Page:Souvestre - Au bord du lac, 1852.djvu/66

Cette page a été validée par deux contributeurs.
53
le serf.

— Voici pour lui, Jehan, reprit Catherine en déployant le lambeau de toile qui enveloppait le beurre.

Jehan sourit.

— Merci, bonne Catie, merci, dit-il ; ce sera aujourd’hui jour de régal, car j’ai là déjà de quoi lui rendre des forces.

Qu’est-ce donc, Jehan ?

— Voyez.

Il découvrit la marmite suspendue sur le feu.

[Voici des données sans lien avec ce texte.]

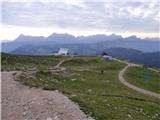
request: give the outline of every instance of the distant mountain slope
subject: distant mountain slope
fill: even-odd
[[[15,51],[17,48],[27,47],[28,45],[35,46],[56,46],[56,45],[68,45],[68,44],[79,44],[88,46],[88,48],[95,49],[101,48],[133,48],[143,52],[156,52],[160,51],[160,40],[155,39],[140,39],[136,36],[130,36],[123,38],[119,35],[91,35],[91,36],[78,36],[75,37],[69,34],[57,34],[54,33],[48,37],[35,37],[35,36],[24,36],[20,35],[17,39],[11,42],[2,43],[2,52]],[[72,45],[73,46],[73,45]],[[87,47],[86,47],[87,48]],[[28,48],[24,48],[28,49]],[[20,50],[20,49],[19,49]],[[17,50],[16,50],[17,51]],[[21,52],[21,51],[20,51]]]

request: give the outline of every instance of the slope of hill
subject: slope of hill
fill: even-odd
[[[106,50],[113,57],[128,59],[140,64],[155,66],[160,68],[160,52],[144,53],[134,49],[110,48]]]
[[[2,54],[2,58],[2,66],[7,70],[23,70],[16,79],[20,83],[59,90],[96,120],[157,120],[160,116],[159,99],[137,93],[119,82],[117,76],[125,66],[123,63],[77,56],[64,62],[62,67],[66,69],[58,72],[56,69],[50,71],[48,66],[66,57]],[[41,70],[39,65],[45,69]],[[30,67],[37,68],[37,71],[29,74]],[[102,69],[103,75],[100,73]]]

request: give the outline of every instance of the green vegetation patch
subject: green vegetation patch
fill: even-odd
[[[99,57],[74,57],[63,64],[64,71],[22,75],[20,82],[30,87],[59,90],[96,120],[158,120],[160,100],[128,89],[118,80],[125,67]],[[73,69],[74,68],[74,69]],[[101,74],[101,70],[104,74]],[[25,74],[25,73],[24,73]]]
[[[49,69],[55,66],[61,57],[55,56],[30,56],[1,54],[1,70],[29,70],[29,69]]]
[[[125,73],[126,80],[135,86],[160,93],[160,73],[142,67],[130,67]]]

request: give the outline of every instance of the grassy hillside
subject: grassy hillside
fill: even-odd
[[[2,55],[3,58],[3,55]],[[24,56],[26,64],[16,63],[21,67],[30,64],[39,68],[37,57]],[[57,61],[65,58],[39,57],[47,61]],[[10,62],[2,66],[13,65]],[[11,61],[11,59],[9,60]],[[28,61],[28,62],[27,62]],[[48,68],[48,63],[43,63],[43,68]],[[62,64],[67,68],[64,71],[39,70],[36,74],[27,76],[25,72],[17,79],[24,85],[40,87],[45,90],[59,90],[71,100],[78,103],[81,109],[96,120],[159,120],[160,100],[139,94],[123,86],[118,80],[118,73],[125,66],[116,61],[104,61],[99,57],[74,57]],[[27,67],[28,68],[28,67]],[[104,70],[104,74],[100,73]]]
[[[33,70],[49,69],[55,66],[61,57],[53,56],[29,56],[1,54],[1,70]]]
[[[146,68],[131,67],[127,70],[125,78],[138,87],[160,93],[159,73]]]

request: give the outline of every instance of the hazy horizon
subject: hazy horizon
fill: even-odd
[[[159,2],[105,2],[90,0],[4,0],[1,3],[0,40],[13,40],[20,34],[74,36],[117,34],[123,37],[160,38]]]

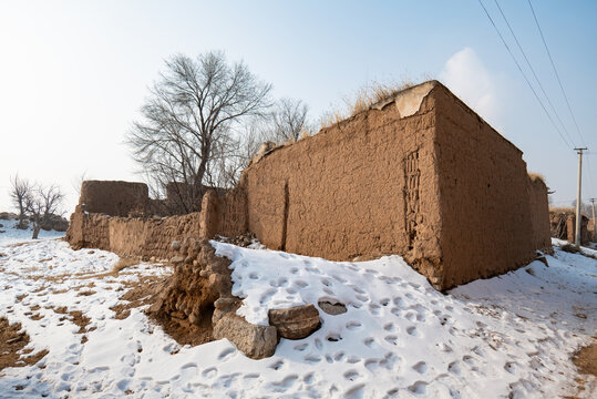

La jeune fille avança la tête, et, soufflant la vapeur qui s’en échappait afin de mieux voir :

— Une poule au gruau ! s’écria-t-elle toute surprise.

— C’est le collecteur qui me l’a donnée, reprit Jehan, pour lui avoir enseigné à rédiger ses comptes en latin.

— À la bonne heure, dit Catherine en riant ; à force de prendre à ceux qui entrent à la ville une poignée de farine, une poignée de sel ou une poignée de pruneaux, maître Jacques est devenu le plus riche bourgeois du pays et peut payer les leçons qu’on lui donne aussi cher qu’un seigneur ; mais le père sait-il ce qu’on lui prépare ?

— Il dormait quand je suis revenu.

— Alors disposons tout avant son réveil : j’ai encore là des noix et des cerises, ce sera pour son dessert.

En parlant ainsi, Catherine vidait sur la table son panier d’osier. Jehan ouvrit une armoire d’où il tira des écuelles, des plats, des cuillères, des gobelets de bois, et tous deux se mirent à dresser le couvert.